Un dernier mot. Il portera sur la scénographie. L’exposition se partage entre le bleu et le jaune pour les murs. Aucun effort particulier ne semble avoir été porté sur l’accrochage. Regroupés par thèmes (le «Pont du diable»,  le Wetterhorn, l’histoire nationale…), les tableaux et les dessins se contentent d’être sagement les uns à côté des autres. Il leur faut défendre seuls leurs séductions. Il y a Dieu merci des choses magnifiques aux cimaises, d’un temple d’Agrigente par Friedrich (qui n’est jamais allé en Italie!) à une poignée de Léopold Robert dramatiques à souhait.
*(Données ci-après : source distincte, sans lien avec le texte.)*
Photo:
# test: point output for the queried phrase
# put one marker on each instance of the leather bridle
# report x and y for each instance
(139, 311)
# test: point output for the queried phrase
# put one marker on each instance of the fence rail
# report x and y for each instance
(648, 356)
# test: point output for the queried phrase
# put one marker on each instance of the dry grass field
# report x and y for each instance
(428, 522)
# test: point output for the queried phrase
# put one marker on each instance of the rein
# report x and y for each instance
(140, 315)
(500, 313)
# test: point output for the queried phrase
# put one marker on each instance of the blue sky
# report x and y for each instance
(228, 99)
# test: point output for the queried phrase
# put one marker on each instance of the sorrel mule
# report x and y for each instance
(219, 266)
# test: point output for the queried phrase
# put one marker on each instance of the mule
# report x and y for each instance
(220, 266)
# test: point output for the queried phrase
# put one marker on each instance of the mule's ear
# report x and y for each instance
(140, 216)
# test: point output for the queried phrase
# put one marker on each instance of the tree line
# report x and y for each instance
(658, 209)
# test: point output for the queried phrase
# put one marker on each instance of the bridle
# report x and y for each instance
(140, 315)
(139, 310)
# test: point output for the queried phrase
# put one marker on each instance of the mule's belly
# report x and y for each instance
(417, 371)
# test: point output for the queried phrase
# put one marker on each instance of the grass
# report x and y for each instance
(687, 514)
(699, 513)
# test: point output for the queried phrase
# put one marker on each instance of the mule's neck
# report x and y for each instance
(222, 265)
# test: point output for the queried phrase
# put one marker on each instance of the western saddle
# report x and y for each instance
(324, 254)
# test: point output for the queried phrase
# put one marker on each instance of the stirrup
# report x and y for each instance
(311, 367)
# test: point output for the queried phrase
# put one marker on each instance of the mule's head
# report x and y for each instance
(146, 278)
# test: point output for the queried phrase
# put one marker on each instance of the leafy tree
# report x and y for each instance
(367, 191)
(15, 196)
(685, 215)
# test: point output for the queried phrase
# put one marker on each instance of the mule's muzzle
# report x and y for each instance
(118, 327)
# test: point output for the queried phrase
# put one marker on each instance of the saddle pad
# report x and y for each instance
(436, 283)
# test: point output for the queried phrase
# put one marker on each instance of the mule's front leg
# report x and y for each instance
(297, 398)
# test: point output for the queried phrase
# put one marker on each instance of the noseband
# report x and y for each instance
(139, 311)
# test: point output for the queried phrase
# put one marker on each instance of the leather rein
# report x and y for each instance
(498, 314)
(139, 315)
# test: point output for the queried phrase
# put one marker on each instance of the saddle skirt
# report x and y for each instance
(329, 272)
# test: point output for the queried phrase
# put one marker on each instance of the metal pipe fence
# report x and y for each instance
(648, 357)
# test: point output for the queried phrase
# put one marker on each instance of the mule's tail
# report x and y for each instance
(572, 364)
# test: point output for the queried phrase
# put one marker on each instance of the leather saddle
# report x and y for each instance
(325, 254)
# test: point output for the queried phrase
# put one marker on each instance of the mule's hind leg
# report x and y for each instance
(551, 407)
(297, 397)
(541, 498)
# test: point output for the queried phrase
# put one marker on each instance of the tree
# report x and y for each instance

D’une éruption volcanique brûlante de Ducros à un extraordinaire Wetterhorn glacé de Koch. A vous de jouer! L’exposition, il vous faudra un peu vous la construire tout seuls! Comme des grands. Mais je vous fais confiance.

Le "Manfred" d'après Lord Byron de Ford Madox Brown. Photo Kunsthaus, Zurich 2020.

Pratique

«Im Herzen Wild», Kunsthaus, 1, Heimplatz, Zurich, jusqu’au 14 février 2021. Tél. 044 253 84 84, site www.kunthaus.ch Ouvert du mardi au dimanche de 10h à 18h, les mercredis et jeudis jusqu’à 20h. Les musées zurichois sont ouverts.

"Le lac de Lucerne" vu par Turner. Photo Kunsthaus, Urich 2020.